The recent Omnicom-Publicis merger talks have sparked an intriguing debate: does one’s scale of data and transactions translate into a buying power advantage in digital media? This was certainly the initial take offered by many, such as David Bank, an analyst with RBC Capital Markets who was quoted in the Wall Street Journal article announcing the merger:
“The bigger an ad agency is, the more likely they are to have more access to consumer data and data around the pricing of online ad impressions,” which helps them get the best price when buying from “digital behemoths like Google and Facebook.”
“I think it’s a total misdirection to think that you can leverage the scale and advantages of big data if you’re bigger. Quite the opposite…Most of [Google et. al.’s] media is auction-based. The fact that you buy more doesn’t let you get a better price.”
So, which is it? Do more data and buying scale translate into a buying power advantage in auction-based digital media or not?

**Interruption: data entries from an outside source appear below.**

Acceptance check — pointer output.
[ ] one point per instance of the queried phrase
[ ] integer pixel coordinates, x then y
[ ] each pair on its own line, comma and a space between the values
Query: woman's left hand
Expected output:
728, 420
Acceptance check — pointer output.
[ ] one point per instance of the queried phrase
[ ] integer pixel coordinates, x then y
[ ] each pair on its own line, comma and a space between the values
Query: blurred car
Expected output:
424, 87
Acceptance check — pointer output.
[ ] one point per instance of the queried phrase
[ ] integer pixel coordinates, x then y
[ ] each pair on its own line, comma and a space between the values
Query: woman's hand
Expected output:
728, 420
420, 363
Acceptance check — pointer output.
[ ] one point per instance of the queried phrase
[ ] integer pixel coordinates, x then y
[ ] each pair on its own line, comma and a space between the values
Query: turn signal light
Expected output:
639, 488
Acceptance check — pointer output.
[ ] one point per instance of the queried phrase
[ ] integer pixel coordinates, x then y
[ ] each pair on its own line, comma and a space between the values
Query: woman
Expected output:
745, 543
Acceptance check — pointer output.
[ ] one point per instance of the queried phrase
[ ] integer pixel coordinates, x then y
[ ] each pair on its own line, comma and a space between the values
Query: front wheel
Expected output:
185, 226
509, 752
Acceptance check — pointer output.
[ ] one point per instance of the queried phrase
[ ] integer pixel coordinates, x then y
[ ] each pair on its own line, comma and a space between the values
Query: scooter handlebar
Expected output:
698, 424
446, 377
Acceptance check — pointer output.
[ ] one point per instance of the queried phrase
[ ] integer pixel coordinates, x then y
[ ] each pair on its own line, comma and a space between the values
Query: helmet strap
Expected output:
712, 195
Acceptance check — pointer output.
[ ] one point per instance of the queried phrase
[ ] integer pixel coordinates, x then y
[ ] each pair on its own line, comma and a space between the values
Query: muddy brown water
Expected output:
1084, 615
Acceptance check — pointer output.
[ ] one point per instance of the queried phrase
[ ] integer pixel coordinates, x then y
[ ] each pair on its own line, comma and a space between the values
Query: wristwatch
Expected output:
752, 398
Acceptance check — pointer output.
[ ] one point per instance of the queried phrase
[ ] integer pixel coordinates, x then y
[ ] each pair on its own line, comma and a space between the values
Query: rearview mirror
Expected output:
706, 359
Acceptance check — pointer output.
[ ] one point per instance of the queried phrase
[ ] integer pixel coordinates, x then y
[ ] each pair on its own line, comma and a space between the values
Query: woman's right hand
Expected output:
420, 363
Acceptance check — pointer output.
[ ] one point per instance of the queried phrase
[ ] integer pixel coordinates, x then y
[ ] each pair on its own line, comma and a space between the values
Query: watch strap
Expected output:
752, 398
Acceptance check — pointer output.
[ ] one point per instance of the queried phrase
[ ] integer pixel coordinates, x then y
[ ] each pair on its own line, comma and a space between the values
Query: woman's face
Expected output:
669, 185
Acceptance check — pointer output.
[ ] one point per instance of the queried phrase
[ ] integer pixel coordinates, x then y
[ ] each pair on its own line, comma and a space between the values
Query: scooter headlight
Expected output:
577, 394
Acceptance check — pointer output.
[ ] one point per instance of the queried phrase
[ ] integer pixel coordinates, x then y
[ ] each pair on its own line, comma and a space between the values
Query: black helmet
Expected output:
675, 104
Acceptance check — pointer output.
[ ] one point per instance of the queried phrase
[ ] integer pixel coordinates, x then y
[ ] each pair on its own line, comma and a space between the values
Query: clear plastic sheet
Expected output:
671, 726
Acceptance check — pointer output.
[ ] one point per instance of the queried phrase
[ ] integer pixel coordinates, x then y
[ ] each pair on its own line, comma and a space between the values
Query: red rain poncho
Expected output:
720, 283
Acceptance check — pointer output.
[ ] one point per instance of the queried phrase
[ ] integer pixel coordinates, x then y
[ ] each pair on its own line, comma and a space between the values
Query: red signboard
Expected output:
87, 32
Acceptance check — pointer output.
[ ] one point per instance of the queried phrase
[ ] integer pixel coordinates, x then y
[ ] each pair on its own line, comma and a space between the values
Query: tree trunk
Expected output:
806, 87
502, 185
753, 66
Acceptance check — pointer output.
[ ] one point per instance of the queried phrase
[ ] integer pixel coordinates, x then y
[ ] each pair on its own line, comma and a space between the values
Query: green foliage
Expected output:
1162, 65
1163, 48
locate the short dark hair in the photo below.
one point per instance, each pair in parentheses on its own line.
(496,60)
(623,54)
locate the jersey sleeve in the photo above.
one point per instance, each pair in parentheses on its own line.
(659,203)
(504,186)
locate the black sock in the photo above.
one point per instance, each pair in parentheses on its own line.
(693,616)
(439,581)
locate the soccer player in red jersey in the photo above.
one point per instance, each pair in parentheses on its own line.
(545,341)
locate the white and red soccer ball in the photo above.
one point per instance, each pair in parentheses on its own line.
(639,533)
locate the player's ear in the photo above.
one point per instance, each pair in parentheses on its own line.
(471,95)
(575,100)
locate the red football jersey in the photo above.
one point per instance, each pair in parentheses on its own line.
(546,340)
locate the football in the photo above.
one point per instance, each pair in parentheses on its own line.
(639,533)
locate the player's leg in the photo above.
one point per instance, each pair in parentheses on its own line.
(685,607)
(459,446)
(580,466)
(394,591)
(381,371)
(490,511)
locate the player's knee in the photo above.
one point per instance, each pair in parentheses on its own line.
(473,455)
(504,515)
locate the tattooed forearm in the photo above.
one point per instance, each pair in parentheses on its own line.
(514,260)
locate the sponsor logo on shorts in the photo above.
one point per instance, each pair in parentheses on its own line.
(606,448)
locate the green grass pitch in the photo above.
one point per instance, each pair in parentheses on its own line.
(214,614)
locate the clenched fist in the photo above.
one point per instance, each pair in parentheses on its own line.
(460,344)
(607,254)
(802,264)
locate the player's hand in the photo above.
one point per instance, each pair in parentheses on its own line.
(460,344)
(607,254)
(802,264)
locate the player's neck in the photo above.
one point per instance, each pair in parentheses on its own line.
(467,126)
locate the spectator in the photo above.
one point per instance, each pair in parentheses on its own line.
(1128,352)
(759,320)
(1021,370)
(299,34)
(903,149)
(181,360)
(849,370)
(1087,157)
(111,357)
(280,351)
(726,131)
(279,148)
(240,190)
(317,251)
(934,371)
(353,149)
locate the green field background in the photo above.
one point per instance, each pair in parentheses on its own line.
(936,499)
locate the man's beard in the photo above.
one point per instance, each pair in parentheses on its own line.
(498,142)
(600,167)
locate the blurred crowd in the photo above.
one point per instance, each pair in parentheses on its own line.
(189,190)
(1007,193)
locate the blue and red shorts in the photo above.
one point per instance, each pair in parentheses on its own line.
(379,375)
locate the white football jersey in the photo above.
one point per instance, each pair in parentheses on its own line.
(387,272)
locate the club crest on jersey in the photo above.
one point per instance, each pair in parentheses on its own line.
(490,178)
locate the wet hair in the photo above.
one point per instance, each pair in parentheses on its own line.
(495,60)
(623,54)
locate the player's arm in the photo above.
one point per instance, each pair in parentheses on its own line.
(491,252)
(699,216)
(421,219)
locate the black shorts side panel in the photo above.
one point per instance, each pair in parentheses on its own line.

Of course, the answer is not so simple. First, let’s acknowledge that Dave Morgan has a point: the auction systems employed by Google and others are cleverly designed to encourage bidders to issue bids as close as possible to the “true value” they assign to the media they seek: both overbidding and underbidding are suboptimal strategies in a Google-style auction. Buying volume seems to offer no direct leverage when impressions are bid on one-at-a-time. This is one of the wonders of real-time bidding: in principle, it maximizes value for all parties, regardless of scale.
So are there really no advantages to scale in programmatic media? Putting collusion aside, the more historical information you have about marketplace conditions based on aggregate observations, the better you can predict both what an impression’s true value will be relative to underlying marketing objectives, and where relevant market prices are likely headed, leading to superior bidding strategies. This kind of advantage comes not just from data, but also from technology that enables one to capture and analyze large volumes of trading information in near real-time. Such techniques may not necessarily lower prices, but they will result in better value.
There’s also the obvious observation that not all digital media is sold at auction: much more revenue still flows through direct channels, where data and volume continue to deliver negotiating leverage. As approaches like programmatic premium continue to make inroads, these advantages will continue to grow in significance.
So, in conclusion, when it comes to data-driven media operations, size does matter. Naturally, so does expertise. Consider both when evaluating options for data-driven marketing.